Review: Paul is like one long wink

Not to excuse indifference to bloggerly responsibilities on my part, but Paul is the kind of movie that isn’t a lot of fun to review.  It’s not terrible, there aren’t any glaring inconsistencies, but it just doesn’t quite work.  It’s just not that funny.  It’s usually cute, but not quite laugh-worthy, and occasionally obnoxious, but not quite grating.  The word that most comes to mind is “thin.” It’s trivial.  It’s the acquaintance you always tell yourself you should call more but don’t, and deep down you know exactly why.

It’s a bit of a blue-ball dry rub considering the people involved.  I loved director Greg Mottola’s last two movies (Superbad and Adventureland), and getting the double-team from Simon Pegg and Nick Frost (who also wrote the script) is almost always a good thing.  The plot, two nerds find a wacky alien (voiced by Seth Rogen) and have to help it escape the US government that wants to study its brain and harvest its penises for fuel or whatever, is cribbed from the standard 80s-alien-movie formula (ET, Mac & Me, etc).  But rather than the clever genre homage seen in the Pegg co-written (with Edgar Wright, whose influence might have been needed here) Hot Fuzz and Shaun of the Dead, or the glowy, rich nostalgia of Mottola’s last two movies, what we get instead is just a series of throwaway references to every 80s alien movie, like they wrote it by going down a checklist.  Reese’s Pieces reference goes here… okay now what?  Not homage, not parody, just, as my co-viewer Brendan from the Frotcast put it, “one long wink.”

Winking at the audience can be fine, but… you should probably tell a joke first.

For instance, one of the recurring motifs (and there weren’t many, for the most part it was just a barely-connected string of one-off sketches) was people fainting at the sight of Paul.  Now, I realize that was drawn from a rich history of people fainting in 80s movies, but there was no comment on how that cliché worked or why it was so prevalent, no subtext to give it more meaning than as a lazy plot device (Scott Pilgrim was brilliant because of its clear subtext). It’s just a breakdown of the fourth wall for the purpose of saying, “hey, remember this?”

I do.  It was kind of dopey back then.  Still dopey now, turns out.

The story’s only supposed justification for the references is that the main characters are pop-culture-obsessed nerds, and in Paul’s past, when he was a captive of the government, he served as a creative consultant on the biggest films of the 80s.  In one of the lamer sequences, we see a flashback to Paul on the phone, explaining some of the finer points of alien biology to Steven Spielberg as the latter was writing E.T..  Is that just light-hearted and cute?  I guess it could be, depending on your taste.  The other people in the theater sure seemed to like it.  But to me, this would be like writing a character who’s always saying “Yippee-kai yay, motherf*cker!” because that character is a huge fan of Die Hard, and in the story, even served as a consultant ON Die Hard.  Would it make sense?  Sure.  It’s just sort of… banal.  It’s like double explaining a reference in order to prove… that the thing it’s referencing exists?  I don’t get it.

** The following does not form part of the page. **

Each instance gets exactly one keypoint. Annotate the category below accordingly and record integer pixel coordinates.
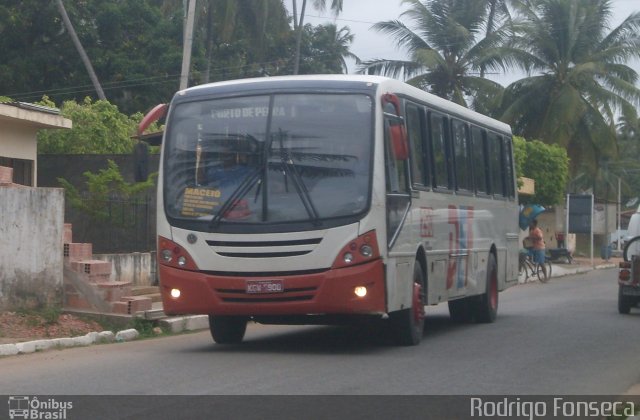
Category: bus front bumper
(328, 292)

The closest I can see to a point behind all this (and it’s not really a point, only a clue to what point there might have been when they started writing it, before they buried it in all the trivialities), was in Kristen Wiig’s character, a sheltered fundamentalist Christian living in an RV park somewhere in the Southwest.  She gets caught up in the Pegg/Frost/Rogen madness and at first, she refuses to acknowledge Paul’s existence because it would mean that everything she believes — that mankind is the only life in the universe (of which Earth is the center), and that humans were created in God’s image — is wrong.  She’s forced to come to grips with her worldview being wrong, but instead of using that issue to give the movie some… depth? Conflict?  Anything, really… it just becomes a device for her to realize that now she can cuss and grab Simon Pegg’s cock and talk about sex, because there’s no hell to worry about.  Her inept swearing that results (“Tit farts!”) is funny for a few seconds but… like I said, thin.

That’s really neither here nor there though.  Paul didn’t have to be some great allegory for existence, or a clever thinkpiece on mankind’s fascination with aliens, I’m just taking the starting point, the fact that it wasn’t all that funny, and trying to reverse engineer possible reasons why.  Sitting through it was a relatively painless experience and there were a few laughs here and there (HUGE laughs for much of the rest of the theater, so maybe I’m the weird one), but for the most part it was lightweight.  And not in a good way.

GRADE: B-


Counterpoint: Edgar Wright obviously disagrees with me, and I see no reason for you not to hear a dissenting opinion.  He certainly knows a lot more about making movies than I do.